The commissioners present at the meeting, many of whom are currently facing large and growing jail bills, said using ankle bracelets may be good for people accused of writing bad checks, failure to pay child support or other nonviolent offenses.

“We want to keep them from costing society as much as possible. They should buy their own food, find their own place to sleep,” said Phelps County Associate Commissioner Bud Dean.

“And hopefully find a job so they can make good on the bad check!” Verkamp added.

Sheffield said she still has concerns, especially with people involved in drug offenses who may continue to be involved in criminal activity if allowed back into the community even without leaving their homes or places of employment.

“It has some possibilities; I guess I am still trying to assimilate it,” Sheffield said. “It’s not always that they’re leaving, it can be the people coming to their house.”

Dean said the root of the problem is that state legislators are refusing to build prisons and forcing the counties to pay for felony-level inmates in county jails.

“If they want to be ‘tough on crime,’ then they ought to be willing to put their pocketbook up there,” Dean said. “When they put them in jail they ought to be willing to keep them there.”

Sheffield said she’s aware of the problem.

“I got the lecture by one of the breakfast places downtown about how everybody needed to be in jail and we needed to throw them all in,” Sheffield said. “As judges, you can’t go out there and say, ‘I don’t intend to put anybody in jail, I don’t think they should be in jail.’ That doesn’t play well.”

Sheffield said she happened to have a $100 bill with her that day.

“I threw that thing on the table and I said, ‘If we can get everybody in the community to throw $100 in, we can start people in the penitentiary as soon as we can.
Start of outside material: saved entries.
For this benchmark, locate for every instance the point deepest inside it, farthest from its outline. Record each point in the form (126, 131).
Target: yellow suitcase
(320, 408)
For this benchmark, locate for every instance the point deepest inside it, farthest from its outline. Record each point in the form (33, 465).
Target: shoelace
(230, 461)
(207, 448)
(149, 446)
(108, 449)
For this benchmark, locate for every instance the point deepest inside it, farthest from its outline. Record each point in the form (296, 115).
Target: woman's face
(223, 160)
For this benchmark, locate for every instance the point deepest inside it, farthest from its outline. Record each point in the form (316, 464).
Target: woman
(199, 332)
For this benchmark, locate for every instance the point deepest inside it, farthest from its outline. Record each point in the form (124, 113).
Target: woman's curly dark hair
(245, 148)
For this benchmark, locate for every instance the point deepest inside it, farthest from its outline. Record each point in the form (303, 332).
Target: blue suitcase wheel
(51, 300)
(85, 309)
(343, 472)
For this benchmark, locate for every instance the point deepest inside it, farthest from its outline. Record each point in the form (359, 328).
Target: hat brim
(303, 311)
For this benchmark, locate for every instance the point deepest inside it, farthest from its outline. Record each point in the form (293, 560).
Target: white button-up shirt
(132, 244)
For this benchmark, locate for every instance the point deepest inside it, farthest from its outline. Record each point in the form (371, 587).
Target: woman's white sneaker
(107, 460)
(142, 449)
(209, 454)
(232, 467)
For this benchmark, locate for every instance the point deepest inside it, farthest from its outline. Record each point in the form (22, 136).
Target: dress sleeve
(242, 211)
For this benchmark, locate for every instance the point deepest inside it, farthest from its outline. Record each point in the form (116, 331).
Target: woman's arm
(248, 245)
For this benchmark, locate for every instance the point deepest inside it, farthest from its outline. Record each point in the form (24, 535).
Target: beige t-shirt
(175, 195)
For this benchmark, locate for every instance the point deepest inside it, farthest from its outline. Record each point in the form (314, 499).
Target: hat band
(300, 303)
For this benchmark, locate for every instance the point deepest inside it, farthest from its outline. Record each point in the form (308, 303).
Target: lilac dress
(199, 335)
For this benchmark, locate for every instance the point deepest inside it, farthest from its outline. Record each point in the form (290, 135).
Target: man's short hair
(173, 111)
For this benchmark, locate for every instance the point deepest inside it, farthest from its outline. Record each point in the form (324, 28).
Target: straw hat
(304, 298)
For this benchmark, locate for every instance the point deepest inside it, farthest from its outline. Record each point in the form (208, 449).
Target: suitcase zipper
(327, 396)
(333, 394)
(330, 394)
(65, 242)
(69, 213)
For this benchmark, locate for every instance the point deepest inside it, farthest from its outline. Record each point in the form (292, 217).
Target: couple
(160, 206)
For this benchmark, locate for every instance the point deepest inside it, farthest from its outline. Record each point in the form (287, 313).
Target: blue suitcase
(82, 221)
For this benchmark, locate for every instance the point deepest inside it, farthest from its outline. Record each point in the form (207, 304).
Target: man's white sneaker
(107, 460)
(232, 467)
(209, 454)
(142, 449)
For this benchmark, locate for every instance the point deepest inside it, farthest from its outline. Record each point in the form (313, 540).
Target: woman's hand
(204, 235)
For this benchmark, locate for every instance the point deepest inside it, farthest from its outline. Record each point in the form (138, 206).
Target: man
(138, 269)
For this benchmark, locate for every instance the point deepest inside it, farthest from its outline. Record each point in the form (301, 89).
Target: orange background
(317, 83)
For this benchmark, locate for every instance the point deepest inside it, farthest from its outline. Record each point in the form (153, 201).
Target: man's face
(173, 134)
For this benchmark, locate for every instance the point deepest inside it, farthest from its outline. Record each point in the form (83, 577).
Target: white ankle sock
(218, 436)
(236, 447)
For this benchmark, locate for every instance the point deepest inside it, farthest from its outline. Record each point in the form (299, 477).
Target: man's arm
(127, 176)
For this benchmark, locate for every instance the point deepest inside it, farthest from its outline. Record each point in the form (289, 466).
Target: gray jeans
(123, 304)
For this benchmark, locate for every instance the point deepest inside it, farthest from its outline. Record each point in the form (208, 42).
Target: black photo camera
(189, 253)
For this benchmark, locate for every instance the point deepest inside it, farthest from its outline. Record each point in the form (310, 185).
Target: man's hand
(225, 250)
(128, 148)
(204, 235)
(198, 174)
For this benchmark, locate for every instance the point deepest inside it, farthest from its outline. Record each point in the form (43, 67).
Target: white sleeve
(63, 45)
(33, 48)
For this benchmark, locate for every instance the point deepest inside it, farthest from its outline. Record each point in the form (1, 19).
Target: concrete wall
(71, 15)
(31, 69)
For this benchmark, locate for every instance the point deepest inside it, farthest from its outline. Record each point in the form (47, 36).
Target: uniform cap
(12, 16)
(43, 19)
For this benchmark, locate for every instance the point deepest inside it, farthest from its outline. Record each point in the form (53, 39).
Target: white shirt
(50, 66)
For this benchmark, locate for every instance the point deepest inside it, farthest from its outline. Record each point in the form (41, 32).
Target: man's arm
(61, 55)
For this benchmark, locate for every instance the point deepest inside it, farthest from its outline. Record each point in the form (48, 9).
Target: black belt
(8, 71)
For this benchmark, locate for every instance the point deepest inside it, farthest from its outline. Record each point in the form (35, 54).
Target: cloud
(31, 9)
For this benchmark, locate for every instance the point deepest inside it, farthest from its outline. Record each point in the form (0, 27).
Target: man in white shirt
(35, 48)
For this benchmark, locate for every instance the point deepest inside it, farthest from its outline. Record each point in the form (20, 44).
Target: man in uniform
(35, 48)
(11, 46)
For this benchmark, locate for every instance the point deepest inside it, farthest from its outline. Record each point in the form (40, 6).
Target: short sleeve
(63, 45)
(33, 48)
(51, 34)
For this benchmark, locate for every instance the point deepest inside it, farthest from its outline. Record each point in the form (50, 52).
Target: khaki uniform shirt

Everybody here at the table, come on guys, put it in,’” Sheffield said. “It was like, ‘Oh, well, we aren’t going to.’”

Texas County Associate Commissioner Linda Garrett cited a case of an ankle bracelet being used after a brief period of shock time in state prison for a first-time drunk driving offender who killed multiple people in a crash.

“The judge that did it got a lot of flak…. People just couldn’t understand,” Garrett said. “He’s been working ever since he got out, and that bracelet probably saved that kid’s life and he could start paying back to society.”

Sheffield said sentencing can sometimes be controversial.

“Sometimes we do stuff that popular opinion doesn’t always like and it comes back sometimes to haunt us but that’s part of why we have our job,” Sheffield said.

Storie agreed.

“We’re supposed to do justice, but that’s a moving target,” Storie said. “If you were the mother of those three kids, nothing short of a public hanging is justice. If you were the mother of the young man who had never been in trouble before or since he got drunk and hit the van, justice would be, ‘That was a bad boy, don’t you ever do it again,’ and turn him loose.”

Sheffield urged the commissioners present to give their input at this afternoon’s meeting, scheduled to begin about 2 p.m. in the Phelps County Courthouse.

“When J.B. King speaks this afternoon about his proposal, if you have anything to say, please feel free to jump in and say it,” Sheffield said.